Jonathan Manthorpe | Saturday, 14 June 2008


It has always been clear that the ability of NATO forces to bring the necessary level of security to Afghanistan to allow for reconstruction depends in large part on the willingness of neighbouring Pakistan to close down the Taliban and al-Qaida safe havens in its lawless border provinces.

That said, the refuges in Pakistan for the insurgents are not the only challenge to bringing security to Afghan-istan. The corruption and incompetence of the administration of President Hamid Karzai is at least as important.

From that rot at the top flows problems like the presence of regional warlords with their own militias within his government, as well as men who oversee Afghanistan's dominance of the world's illegal heroin and opium trades.

Add to that a national police force of extraordinary uselessness and predatory instincts, and Karzai's near total failure to extend his rule or the sense of nationhood beyond a few districts in the capital Kabul, and it is a dismal picture.
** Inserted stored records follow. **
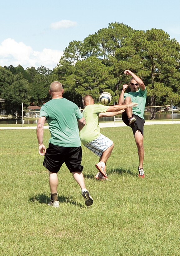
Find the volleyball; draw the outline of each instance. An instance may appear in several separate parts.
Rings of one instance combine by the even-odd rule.
[[[112,96],[109,92],[103,92],[99,96],[99,100],[102,104],[107,105],[112,99]]]

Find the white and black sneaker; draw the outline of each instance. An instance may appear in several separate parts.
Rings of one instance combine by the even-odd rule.
[[[85,200],[85,204],[87,206],[89,206],[93,203],[93,199],[87,190],[85,190],[82,192],[82,195]]]
[[[51,197],[50,198],[50,201],[48,203],[48,205],[50,206],[52,206],[55,208],[58,208],[59,206],[59,201],[54,201],[53,202]]]
[[[142,178],[144,177],[144,173],[143,168],[140,168],[138,167],[138,171],[139,172],[139,177]]]

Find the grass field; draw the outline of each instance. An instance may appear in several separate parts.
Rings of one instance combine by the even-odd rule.
[[[0,255],[180,255],[179,124],[144,126],[145,179],[128,127],[101,129],[115,146],[111,181],[95,180],[98,158],[83,146],[89,208],[66,166],[59,208],[48,206],[48,173],[34,130],[0,130]],[[45,144],[50,133],[45,130]]]

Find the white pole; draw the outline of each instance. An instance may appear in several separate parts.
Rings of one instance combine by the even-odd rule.
[[[114,102],[114,106],[116,105],[116,102]],[[115,124],[115,116],[114,116],[114,125]]]
[[[173,122],[173,100],[171,100],[171,108],[172,109],[172,119]]]
[[[22,102],[22,118],[21,122],[21,127],[22,129],[22,124],[23,123],[23,102]]]

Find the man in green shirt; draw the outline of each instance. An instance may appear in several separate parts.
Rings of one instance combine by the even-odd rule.
[[[100,133],[98,118],[116,116],[124,112],[125,109],[138,104],[132,102],[121,106],[96,104],[92,96],[89,95],[84,97],[84,101],[85,106],[83,114],[86,124],[80,131],[80,138],[83,144],[100,157],[99,162],[95,165],[99,172],[95,178],[100,180],[107,180],[106,165],[114,148],[114,144]]]
[[[49,91],[52,99],[42,107],[37,128],[39,152],[44,156],[43,165],[49,170],[51,201],[49,205],[58,207],[57,173],[65,163],[82,190],[85,204],[89,206],[92,199],[84,184],[81,165],[82,150],[79,131],[86,123],[78,106],[63,97],[64,90],[62,84],[55,81]],[[43,126],[47,120],[51,138],[47,149],[43,143]]]
[[[139,165],[139,176],[144,177],[143,169],[144,149],[143,145],[144,126],[145,123],[144,112],[146,100],[146,89],[142,80],[133,72],[128,70],[125,70],[124,74],[131,76],[129,86],[131,91],[125,93],[129,85],[123,86],[122,91],[120,96],[119,104],[128,104],[131,102],[138,103],[138,106],[126,109],[122,114],[123,121],[126,125],[132,128],[138,148]]]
But down the long trail of history, regional geography and politics have always meant that the battle for Afghanistan can never be won in Afghanistan alone.

A report by the Rand Corp. published this week underlines yet again that unless Taliban and al-Qaida bases in Pakistan are eliminated, NATO allies, including Canada, of course, "will face crippling long-term consequences in their efforts to stabilize and rebuild Afghanistan."
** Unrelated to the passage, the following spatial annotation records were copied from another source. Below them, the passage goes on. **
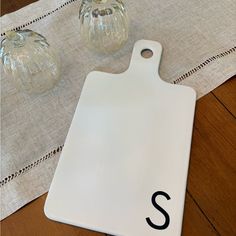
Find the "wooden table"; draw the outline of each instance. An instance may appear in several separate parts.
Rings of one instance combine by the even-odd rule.
[[[35,0],[3,0],[1,14]],[[184,236],[236,235],[236,76],[197,102]],[[2,236],[104,235],[48,220],[46,194],[1,222]],[[145,235],[144,235],[145,236]]]

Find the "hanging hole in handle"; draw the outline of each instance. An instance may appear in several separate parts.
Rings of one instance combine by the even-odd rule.
[[[141,56],[143,58],[149,59],[153,56],[153,51],[151,49],[145,48],[141,51]]]

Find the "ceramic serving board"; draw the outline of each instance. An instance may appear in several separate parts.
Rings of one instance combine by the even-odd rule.
[[[141,40],[126,72],[87,76],[47,217],[112,235],[181,235],[196,94],[161,80],[161,53]]]

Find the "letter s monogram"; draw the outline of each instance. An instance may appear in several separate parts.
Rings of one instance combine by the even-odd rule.
[[[165,216],[165,223],[163,225],[156,225],[156,224],[152,223],[152,221],[150,220],[149,217],[146,218],[146,221],[149,224],[149,226],[151,226],[152,228],[157,229],[157,230],[164,230],[164,229],[168,228],[168,226],[170,224],[170,216],[162,207],[160,207],[156,203],[156,197],[158,195],[164,196],[167,200],[170,200],[170,196],[167,193],[162,192],[162,191],[155,192],[152,195],[152,204],[158,211],[160,211]]]

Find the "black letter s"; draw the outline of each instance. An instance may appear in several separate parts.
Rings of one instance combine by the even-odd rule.
[[[155,192],[155,193],[152,195],[152,204],[153,204],[153,206],[165,216],[166,221],[165,221],[164,225],[156,225],[156,224],[152,223],[152,221],[150,220],[149,217],[146,218],[146,221],[147,221],[147,223],[148,223],[152,228],[158,229],[158,230],[163,230],[163,229],[166,229],[166,228],[169,226],[169,224],[170,224],[170,216],[168,215],[168,213],[167,213],[163,208],[161,208],[161,207],[156,203],[155,200],[156,200],[156,197],[157,197],[158,195],[164,196],[167,200],[170,200],[170,196],[169,196],[167,193],[162,192],[162,191]]]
Now, the Rand report was funded by the United States department of defence, and in these circumstances the people paying the bill usually get the report they want.

But the report's assertion that individuals within Pakistan's Inter-Services Intelligence Directorate and the military Frontier Corps are still aiding the Taliban and al-Qaida meshes with other recent reports.

One of Pakistan's English-language newspapers, Daily Times, for example, reported last Sunday it had details of secret agreements included in peace deals made between the Pakistan government and tribal leaders in the border territory of North Waziristan.

These deals, which usually involve the Islamabad government agreeing to withdraw its troops in return for guarantees from tribal leaders that Taliban will be restrained and al-Qaida forced to leave, have been loudly criticized by NATO as little more than a licence for the insurgents to operate.

The Daily Times said the document it has seen says al-Qaida members will be allowed to remain "as long as they pledge to remain peaceful." That means peaceful in Pakistan, not in Afghanistan.